Y2K comes back, let’s talk about it
By Laurene Karajah
Y2K Comes Back. Let’s Talk About it.
The early 2000s: Low rise jeans, thongs, baby tees, tiny sunglasses, tiny purses. To average teens at the time, it was the Holy Grail of Fashion. Paris Hilton, Beyonce, Britney Spears, Naomi Campbell and more, were the goddesses.
Teenagers now are bringing back the 2000s. The reactions to this trend are mixed to say the least. Some would describe it as “gaudy” and some would call it “fun”.
The social media platform Tiktok had a huge hand in the resurgence. It often dictates the fashion of teens everywhere or even anyone with a phone. No matter how you feel about it no one can stop the resurrection of Y2K with its newfound popularity.
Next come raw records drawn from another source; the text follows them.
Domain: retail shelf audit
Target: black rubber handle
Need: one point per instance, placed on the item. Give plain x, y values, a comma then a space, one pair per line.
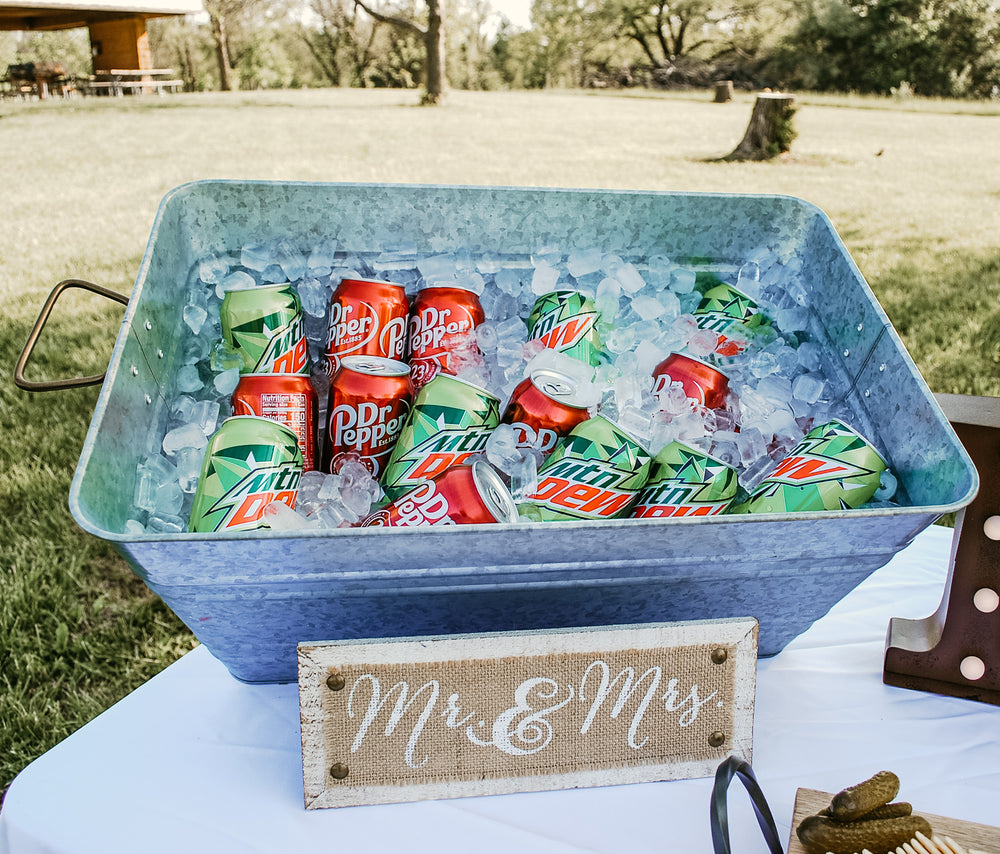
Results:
734, 767
22, 360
One of the problems in 2000s era fashion was inclusivity. It was a time of fatphobia, and often excluded plus size people from fashion trends like bra tops, baby tees, low rise jeans, tiny skirts, etc.
Kate Moss, a British supermodel, mentioned in a 2009 interview “Nothing tastes better than skinny feels.” The quote is now looked down upon and labeled fatphobic, at the time it had been used by pro-anorexia sites everywhere. The quote and opinions like it contributed to beauty standards that are still around today.
For the longest time plus size people have been told to steer away from wearing revealing clothing like low rise jeans and crop tops, though as times have changed plus size people are starting to feel more comfortable and have started utilizing the pieces involved in Y2K style. Inclusivity is very important and needs to be applied to all forms of expression, as fashion moves forward plus size voices should be heard.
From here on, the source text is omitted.